WASHINGTON—Digital 4th – a coalition comprised of the American Civil Liberties Union, Americans for Tax Reform, Center for Democracy & Technology and Heritage Action for America – reacted to the Senate Judiciary Committee’s hearing on reforming the Electronic Communications Privacy Act (ECPA).
“By going to a third party email provider with a subpoena rather than a warrant, the IRS, SEC, FTC and other Obama Administration agencies want to expand their power to look into citizen’s private information stored on the Internet. It is impossible to say with a straight face that there is a difference between the searchability of US postal mail and email, or to claim that cloud storage looks different from a file cabinet,” said Grover Norquist, President Americans for Tax Reform (ATR) and a member of Digital 4th.
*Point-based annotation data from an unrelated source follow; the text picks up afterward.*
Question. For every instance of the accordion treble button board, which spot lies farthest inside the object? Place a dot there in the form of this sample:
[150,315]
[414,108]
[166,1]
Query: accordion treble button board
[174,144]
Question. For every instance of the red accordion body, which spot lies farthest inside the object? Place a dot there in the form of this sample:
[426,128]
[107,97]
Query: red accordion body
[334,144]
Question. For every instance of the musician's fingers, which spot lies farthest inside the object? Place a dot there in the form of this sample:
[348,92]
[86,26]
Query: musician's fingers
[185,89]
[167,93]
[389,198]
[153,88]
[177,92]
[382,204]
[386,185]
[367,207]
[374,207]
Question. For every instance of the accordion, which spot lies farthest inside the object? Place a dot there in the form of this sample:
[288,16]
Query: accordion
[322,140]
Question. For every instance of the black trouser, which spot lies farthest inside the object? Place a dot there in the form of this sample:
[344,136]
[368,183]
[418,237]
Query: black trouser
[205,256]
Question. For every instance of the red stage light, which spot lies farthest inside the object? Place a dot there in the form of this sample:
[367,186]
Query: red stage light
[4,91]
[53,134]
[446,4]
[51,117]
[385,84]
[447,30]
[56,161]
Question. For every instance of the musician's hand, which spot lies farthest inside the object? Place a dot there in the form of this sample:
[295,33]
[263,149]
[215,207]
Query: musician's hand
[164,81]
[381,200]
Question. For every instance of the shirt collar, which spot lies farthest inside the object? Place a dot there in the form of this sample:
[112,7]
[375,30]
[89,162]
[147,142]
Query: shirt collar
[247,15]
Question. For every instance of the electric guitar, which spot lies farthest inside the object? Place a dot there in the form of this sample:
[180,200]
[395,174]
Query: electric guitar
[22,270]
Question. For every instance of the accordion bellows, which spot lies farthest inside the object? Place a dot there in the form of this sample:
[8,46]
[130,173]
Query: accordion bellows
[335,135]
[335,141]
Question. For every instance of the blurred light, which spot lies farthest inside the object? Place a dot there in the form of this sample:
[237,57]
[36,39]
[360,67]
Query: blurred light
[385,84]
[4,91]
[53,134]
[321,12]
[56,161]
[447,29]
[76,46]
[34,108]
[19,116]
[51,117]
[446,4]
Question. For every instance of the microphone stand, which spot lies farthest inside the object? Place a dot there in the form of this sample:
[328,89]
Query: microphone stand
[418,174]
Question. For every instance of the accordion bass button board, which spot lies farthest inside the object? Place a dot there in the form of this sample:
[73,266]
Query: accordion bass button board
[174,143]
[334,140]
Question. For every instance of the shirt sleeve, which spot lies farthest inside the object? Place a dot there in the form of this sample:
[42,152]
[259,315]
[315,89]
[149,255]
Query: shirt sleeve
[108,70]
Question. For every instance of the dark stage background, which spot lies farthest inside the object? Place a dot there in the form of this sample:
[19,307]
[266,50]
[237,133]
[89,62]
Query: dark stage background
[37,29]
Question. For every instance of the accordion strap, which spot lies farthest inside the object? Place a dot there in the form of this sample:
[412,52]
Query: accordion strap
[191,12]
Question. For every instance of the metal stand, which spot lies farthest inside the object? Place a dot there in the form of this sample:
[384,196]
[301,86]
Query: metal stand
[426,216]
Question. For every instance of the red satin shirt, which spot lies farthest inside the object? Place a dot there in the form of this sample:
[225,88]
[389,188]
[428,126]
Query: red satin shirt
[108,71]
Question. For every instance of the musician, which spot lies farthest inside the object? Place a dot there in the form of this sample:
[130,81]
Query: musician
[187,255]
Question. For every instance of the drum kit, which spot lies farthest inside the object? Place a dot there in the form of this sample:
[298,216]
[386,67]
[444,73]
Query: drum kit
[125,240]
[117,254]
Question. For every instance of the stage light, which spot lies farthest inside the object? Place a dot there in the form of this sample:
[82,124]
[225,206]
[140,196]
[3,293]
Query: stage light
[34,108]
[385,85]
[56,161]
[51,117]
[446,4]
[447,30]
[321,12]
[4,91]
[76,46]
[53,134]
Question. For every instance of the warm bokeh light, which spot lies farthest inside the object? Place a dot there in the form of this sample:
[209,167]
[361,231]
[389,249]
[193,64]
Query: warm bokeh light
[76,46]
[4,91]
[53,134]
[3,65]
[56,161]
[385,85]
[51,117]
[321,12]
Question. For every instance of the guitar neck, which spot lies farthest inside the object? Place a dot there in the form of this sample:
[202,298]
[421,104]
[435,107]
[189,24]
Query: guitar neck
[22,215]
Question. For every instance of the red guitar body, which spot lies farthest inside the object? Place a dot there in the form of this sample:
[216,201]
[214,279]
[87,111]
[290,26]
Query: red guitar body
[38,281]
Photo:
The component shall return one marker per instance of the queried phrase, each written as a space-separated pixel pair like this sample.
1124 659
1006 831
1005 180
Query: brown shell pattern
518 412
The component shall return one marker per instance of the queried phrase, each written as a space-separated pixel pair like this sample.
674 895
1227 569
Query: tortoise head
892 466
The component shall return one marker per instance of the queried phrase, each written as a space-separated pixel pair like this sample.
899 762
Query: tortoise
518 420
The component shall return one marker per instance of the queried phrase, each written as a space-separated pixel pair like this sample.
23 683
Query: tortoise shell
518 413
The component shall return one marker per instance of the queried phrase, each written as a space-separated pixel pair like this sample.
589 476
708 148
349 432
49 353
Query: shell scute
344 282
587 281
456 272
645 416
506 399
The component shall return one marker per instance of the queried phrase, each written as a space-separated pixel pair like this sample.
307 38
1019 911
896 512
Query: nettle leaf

“Today federal agencies attempted a huge power grab – one aimed at getting access to many Americans’ email inboxes. In a hearing before the Senate Judiciary Committee, representatives of the SEC and FTC claimed that other other types of court orders provide a comparable standard to a warrant based on probable cause. Nothing could be further from the truth. A search warrant – the standard in the constitution – allows access to information only when there is a strong likelihood it will show evidence of criminal violations of the law. That is a high standard that applies only in a narrow class of cases. By contrast the SEC and FTC are seeking access to email whenever it is relevant to civil violations of the law – such as mistakenly filling out a tax form. That is a low standard which applies in many cases. This rule would then apply to every agency – from the IRS to the local health inspector. Agencies shouldn’t be able to highjack reform to seek a digital power grab,” said Chris Calabrese, Vice President for Policy at the Center for Democracy & Technology (CDT) and a member of Digital 4th.